The internet is a double-edged sword: It's democratizing in its ability to grow access to musicians and their music unlike ever before, but it's also deeply corporatizing as that access is filtered through social media and streaming platforms, often negatively affecting an individual artist's earnings. A new report by the banking and financial corporation Citigroup detailed that music was a $43 billion industry in 2017, with artists taking home twelve percent of that sum.

Once reliable revenue models, like album sales, are no longer reliable; artists have had to turn to new ways to support their work. And though the artist percentage reported by Citigroup is higher than in years past, artists still struggle for their fair cut of an increasingly smaller pie.

In this landscape, different attempts have been made to direct revenue towards artists. Bandcamp's user-friendly model gives artists a way to sell their music and other merchandise online directly to fans, allowing them to adjust their pricing easily and taking a 10- to 15-percent cut. New subscription-based streaming platforms, like TIDAL, tried to incentivize artists to join their allegiances, promising better pay for artists and higher quality audio and exclusive content for listeners. But titans like Spotify and Apple Music still rule the day with over 45 million monthly users each, though musicians earn fractions of a penny for each individual stream.

Even offline, artists are struggling. Venues take a cut of a band's ticket revenues to cover their own operating costs, and when a show is sparsely attended, that can mean a band leaves with a paltry sum (if anything). For touring musicians, particularly those playing small clubs, they are lucky to break even on a tour, much less to churn any sort of profit. As labels have smaller coffers to foot the bill for robust tours, artists are shouldering those expenses themselves.

"What I really underestimated is how financially tight it is for musicians," Riedlinger says. "There's a crisis of performing arts at the local level."

The LiveLifeLIVE app is a modest solution: Audiences can support musicians live and in concert, anonymously, by digitally sending them money and feedback. And they can even make customized requests, like for an artist to play a particular song. Ninety percent of the contributions will go directly to the artist, with the remaining ten percent going to credit card processing fees and the LiveLifeLIVE company.

During a show, you can check in on the app through the venue and support the artist directly.
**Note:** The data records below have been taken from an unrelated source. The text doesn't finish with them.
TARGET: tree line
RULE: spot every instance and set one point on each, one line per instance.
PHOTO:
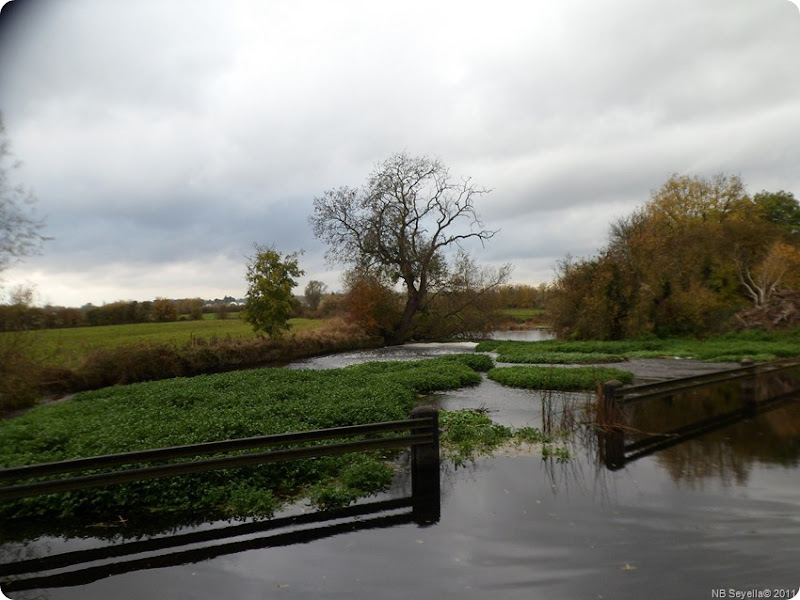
(699, 251)
(21, 315)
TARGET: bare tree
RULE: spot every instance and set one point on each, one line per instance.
(19, 229)
(399, 226)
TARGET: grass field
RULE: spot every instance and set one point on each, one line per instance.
(217, 407)
(66, 347)
(731, 347)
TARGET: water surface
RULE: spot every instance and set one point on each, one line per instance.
(716, 512)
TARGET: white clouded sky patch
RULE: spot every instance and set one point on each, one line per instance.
(163, 138)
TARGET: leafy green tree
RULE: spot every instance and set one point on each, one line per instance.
(399, 226)
(270, 277)
(314, 292)
(780, 208)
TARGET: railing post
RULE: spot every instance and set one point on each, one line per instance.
(749, 389)
(612, 437)
(611, 414)
(425, 487)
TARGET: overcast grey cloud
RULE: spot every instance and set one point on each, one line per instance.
(163, 138)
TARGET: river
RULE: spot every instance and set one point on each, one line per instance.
(714, 515)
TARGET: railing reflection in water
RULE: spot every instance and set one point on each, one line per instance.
(638, 421)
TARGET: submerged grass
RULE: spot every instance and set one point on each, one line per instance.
(469, 433)
(557, 378)
(217, 407)
(731, 347)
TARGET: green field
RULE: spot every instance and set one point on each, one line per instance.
(217, 407)
(731, 347)
(65, 347)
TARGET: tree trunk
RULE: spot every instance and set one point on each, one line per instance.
(404, 329)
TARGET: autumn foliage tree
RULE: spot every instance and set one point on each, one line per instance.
(271, 278)
(684, 263)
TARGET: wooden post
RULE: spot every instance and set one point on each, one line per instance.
(611, 414)
(611, 435)
(749, 387)
(425, 487)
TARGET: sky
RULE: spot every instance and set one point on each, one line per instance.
(163, 138)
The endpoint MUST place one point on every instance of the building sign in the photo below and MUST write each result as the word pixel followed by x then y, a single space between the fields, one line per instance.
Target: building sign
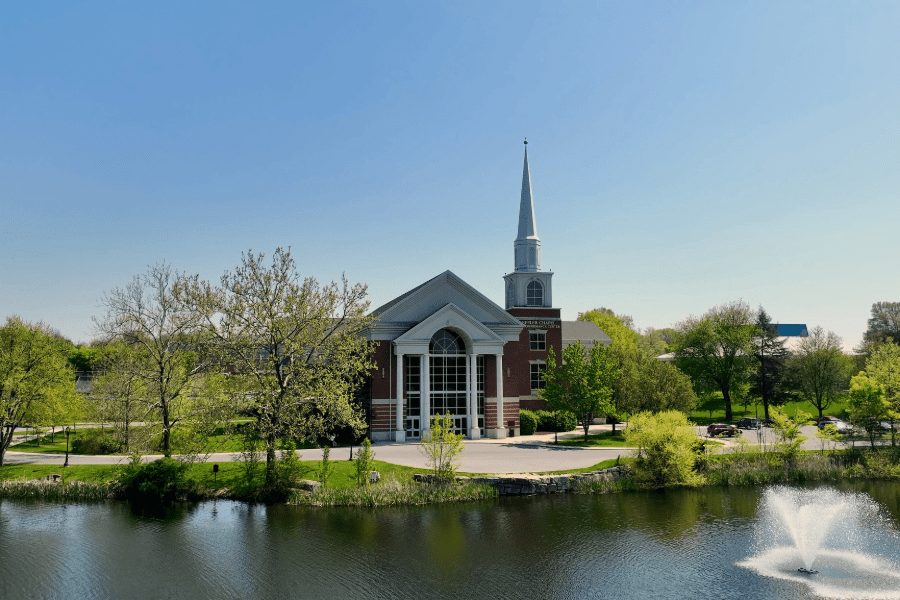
pixel 546 324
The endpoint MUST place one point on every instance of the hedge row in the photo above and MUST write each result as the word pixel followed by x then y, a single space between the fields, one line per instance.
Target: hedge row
pixel 544 420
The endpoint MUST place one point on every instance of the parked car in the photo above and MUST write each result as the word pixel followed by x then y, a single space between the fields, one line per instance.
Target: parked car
pixel 882 425
pixel 726 429
pixel 839 425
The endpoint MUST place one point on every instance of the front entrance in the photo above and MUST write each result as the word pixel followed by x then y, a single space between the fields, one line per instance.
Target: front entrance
pixel 447 375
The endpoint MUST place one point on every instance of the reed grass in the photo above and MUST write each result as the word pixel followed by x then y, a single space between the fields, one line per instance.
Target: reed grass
pixel 71 491
pixel 391 492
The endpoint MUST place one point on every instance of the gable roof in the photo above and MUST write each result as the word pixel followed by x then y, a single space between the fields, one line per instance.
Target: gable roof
pixel 792 330
pixel 411 308
pixel 584 331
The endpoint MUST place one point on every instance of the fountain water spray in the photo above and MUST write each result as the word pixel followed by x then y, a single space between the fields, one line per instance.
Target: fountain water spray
pixel 843 535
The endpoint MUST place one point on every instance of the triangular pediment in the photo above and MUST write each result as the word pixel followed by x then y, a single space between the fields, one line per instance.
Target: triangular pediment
pixel 415 306
pixel 450 317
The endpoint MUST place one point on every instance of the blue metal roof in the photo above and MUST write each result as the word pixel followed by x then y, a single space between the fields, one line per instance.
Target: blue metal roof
pixel 792 330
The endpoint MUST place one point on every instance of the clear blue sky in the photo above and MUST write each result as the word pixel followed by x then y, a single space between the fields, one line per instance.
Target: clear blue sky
pixel 682 154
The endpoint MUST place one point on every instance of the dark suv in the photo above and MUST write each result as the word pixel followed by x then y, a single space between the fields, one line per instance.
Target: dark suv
pixel 717 429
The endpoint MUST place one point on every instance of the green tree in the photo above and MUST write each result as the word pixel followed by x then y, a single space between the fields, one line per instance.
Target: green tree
pixel 119 394
pixel 714 349
pixel 647 384
pixel 665 444
pixel 769 380
pixel 868 406
pixel 828 433
pixel 883 366
pixel 581 383
pixel 822 368
pixel 296 347
pixel 167 343
pixel 654 342
pixel 36 380
pixel 442 447
pixel 84 358
pixel 883 326
pixel 788 431
pixel 364 461
pixel 622 336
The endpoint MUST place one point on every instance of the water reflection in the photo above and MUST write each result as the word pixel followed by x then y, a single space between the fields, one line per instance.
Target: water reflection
pixel 676 544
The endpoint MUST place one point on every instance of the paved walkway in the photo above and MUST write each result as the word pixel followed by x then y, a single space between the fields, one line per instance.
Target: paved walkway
pixel 534 453
pixel 530 454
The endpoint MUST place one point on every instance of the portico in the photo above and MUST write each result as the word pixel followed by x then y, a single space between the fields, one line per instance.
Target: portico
pixel 444 359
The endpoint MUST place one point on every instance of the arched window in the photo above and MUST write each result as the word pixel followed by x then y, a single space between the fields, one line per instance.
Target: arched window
pixel 447 342
pixel 535 294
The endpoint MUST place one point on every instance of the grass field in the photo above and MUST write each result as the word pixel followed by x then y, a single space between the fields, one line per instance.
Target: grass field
pixel 56 444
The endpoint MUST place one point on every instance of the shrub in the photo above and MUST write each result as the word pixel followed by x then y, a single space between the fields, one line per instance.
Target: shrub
pixel 441 446
pixel 528 421
pixel 96 441
pixel 160 482
pixel 561 420
pixel 364 463
pixel 666 448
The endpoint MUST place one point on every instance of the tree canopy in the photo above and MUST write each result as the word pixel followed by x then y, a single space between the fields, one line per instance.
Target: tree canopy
pixel 622 336
pixel 296 348
pixel 648 384
pixel 883 326
pixel 715 348
pixel 169 354
pixel 581 383
pixel 769 380
pixel 823 370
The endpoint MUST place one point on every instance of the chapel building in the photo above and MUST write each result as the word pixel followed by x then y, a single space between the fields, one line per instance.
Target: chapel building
pixel 443 347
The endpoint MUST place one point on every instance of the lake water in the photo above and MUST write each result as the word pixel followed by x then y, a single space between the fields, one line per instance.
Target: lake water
pixel 681 544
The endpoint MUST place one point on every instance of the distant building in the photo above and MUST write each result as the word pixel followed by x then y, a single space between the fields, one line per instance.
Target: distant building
pixel 443 347
pixel 786 333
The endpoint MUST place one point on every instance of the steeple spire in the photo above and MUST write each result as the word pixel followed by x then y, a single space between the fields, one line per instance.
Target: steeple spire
pixel 527 228
pixel 527 286
pixel 527 244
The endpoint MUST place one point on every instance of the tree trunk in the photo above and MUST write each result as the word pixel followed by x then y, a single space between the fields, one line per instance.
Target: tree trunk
pixel 726 396
pixel 167 442
pixel 271 460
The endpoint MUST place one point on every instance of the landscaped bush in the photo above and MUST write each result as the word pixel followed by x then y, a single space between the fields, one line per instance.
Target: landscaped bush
pixel 160 482
pixel 96 441
pixel 528 421
pixel 561 420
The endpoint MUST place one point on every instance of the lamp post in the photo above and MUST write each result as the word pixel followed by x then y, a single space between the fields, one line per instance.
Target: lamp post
pixel 68 431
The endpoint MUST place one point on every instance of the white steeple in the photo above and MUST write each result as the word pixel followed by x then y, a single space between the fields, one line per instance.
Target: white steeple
pixel 527 286
pixel 527 244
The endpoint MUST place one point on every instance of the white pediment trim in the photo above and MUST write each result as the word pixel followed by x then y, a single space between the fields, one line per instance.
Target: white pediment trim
pixel 402 310
pixel 479 338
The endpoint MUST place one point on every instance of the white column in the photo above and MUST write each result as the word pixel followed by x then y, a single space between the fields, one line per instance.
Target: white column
pixel 472 390
pixel 400 430
pixel 501 428
pixel 425 423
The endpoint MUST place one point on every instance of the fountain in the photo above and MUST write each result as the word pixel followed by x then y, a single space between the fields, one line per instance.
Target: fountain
pixel 833 542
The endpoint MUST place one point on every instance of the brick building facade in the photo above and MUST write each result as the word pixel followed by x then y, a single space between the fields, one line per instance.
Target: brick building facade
pixel 445 348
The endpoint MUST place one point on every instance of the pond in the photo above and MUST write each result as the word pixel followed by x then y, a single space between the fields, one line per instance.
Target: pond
pixel 675 544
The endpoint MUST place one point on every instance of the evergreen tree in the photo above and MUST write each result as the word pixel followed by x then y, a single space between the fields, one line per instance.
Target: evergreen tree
pixel 769 380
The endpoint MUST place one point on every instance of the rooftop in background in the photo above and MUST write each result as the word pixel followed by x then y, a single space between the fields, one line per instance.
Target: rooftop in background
pixel 792 330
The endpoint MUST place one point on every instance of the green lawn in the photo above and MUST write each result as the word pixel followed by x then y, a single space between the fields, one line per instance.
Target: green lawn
pixel 218 442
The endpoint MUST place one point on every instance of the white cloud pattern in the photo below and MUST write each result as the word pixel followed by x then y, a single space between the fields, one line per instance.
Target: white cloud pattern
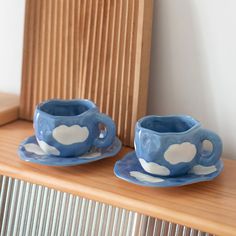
pixel 68 135
pixel 202 170
pixel 144 177
pixel 177 153
pixel 91 155
pixel 154 168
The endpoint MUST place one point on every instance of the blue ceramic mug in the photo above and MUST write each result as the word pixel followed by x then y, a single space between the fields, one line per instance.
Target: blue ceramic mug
pixel 172 145
pixel 71 127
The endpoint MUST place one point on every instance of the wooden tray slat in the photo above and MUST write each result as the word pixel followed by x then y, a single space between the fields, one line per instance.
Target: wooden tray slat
pixel 88 49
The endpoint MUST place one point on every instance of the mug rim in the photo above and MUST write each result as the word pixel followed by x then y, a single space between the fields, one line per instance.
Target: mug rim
pixel 91 106
pixel 186 117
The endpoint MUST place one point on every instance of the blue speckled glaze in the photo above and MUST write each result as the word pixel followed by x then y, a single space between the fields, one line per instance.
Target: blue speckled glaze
pixel 155 134
pixel 101 153
pixel 130 163
pixel 55 113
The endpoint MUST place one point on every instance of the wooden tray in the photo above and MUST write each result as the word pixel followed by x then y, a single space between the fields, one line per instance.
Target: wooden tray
pixel 88 49
pixel 9 107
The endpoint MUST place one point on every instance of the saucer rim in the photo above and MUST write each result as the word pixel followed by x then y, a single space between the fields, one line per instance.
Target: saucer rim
pixel 194 179
pixel 21 154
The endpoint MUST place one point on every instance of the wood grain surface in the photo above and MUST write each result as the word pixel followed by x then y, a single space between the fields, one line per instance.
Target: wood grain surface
pixel 9 107
pixel 207 206
pixel 88 49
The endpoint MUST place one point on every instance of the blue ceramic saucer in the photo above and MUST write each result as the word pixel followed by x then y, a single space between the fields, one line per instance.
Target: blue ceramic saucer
pixel 129 169
pixel 30 151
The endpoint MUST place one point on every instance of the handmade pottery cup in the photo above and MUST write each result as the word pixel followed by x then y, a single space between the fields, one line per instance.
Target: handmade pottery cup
pixel 71 127
pixel 172 145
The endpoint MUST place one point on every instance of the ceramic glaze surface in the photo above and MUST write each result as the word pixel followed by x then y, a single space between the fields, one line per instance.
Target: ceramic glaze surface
pixel 174 144
pixel 71 127
pixel 130 169
pixel 30 151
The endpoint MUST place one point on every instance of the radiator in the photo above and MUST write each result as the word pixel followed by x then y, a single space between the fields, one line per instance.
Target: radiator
pixel 29 210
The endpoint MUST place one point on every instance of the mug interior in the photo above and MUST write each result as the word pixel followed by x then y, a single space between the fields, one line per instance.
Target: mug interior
pixel 171 124
pixel 66 108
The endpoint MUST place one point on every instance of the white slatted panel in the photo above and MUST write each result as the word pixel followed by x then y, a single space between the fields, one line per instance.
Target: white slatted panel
pixel 28 209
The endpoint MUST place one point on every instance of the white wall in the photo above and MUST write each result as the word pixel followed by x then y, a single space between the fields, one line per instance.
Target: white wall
pixel 11 41
pixel 193 61
pixel 193 64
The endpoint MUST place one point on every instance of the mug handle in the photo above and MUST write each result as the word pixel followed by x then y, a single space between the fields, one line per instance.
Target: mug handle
pixel 110 131
pixel 214 156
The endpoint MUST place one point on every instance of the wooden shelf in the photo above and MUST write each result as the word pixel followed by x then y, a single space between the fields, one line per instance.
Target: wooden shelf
pixel 208 206
pixel 9 106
And artists can create customizable buttons asking listeners for specific feedback, like what to name a newly written song.

"This app is the Swiss Army knife of musical enjoyment," Willms says.

Willms and Riedlinger are rolling the app out, beginning in Raleigh. They've worked with venues like Imurj, The Pour House, and Deep South, promoting the app to bands and audiences who frequent there. According to Riedlinger, the first band who used LiveLifeLIVE for a show made a respectable $250 from the app in one show. However, the app's search function turns up nothing in Chapel Hill, Carrboro, and Durham, undermining their supposed claim of super utility.

Even so, LiveLifeLIVE's founders maintain that they're looking out for artists, offering another possible revenue stream for small acts.

"What we're trying to do is connect people directly to their artists," Riedlinger elaborated. "We want to give [fans] an option to say, 'I can make a difference in the music business. I am going to help my favorite artists; I am going to help a friend; I am going to help a total stranger playing in this bar because I've had a really good time,'" Riedlinger says. "And we hope this will balance the powers, to direct the revenue streams back to the artist."

Now, it's just a matter of getting those fans to pony up in the first place.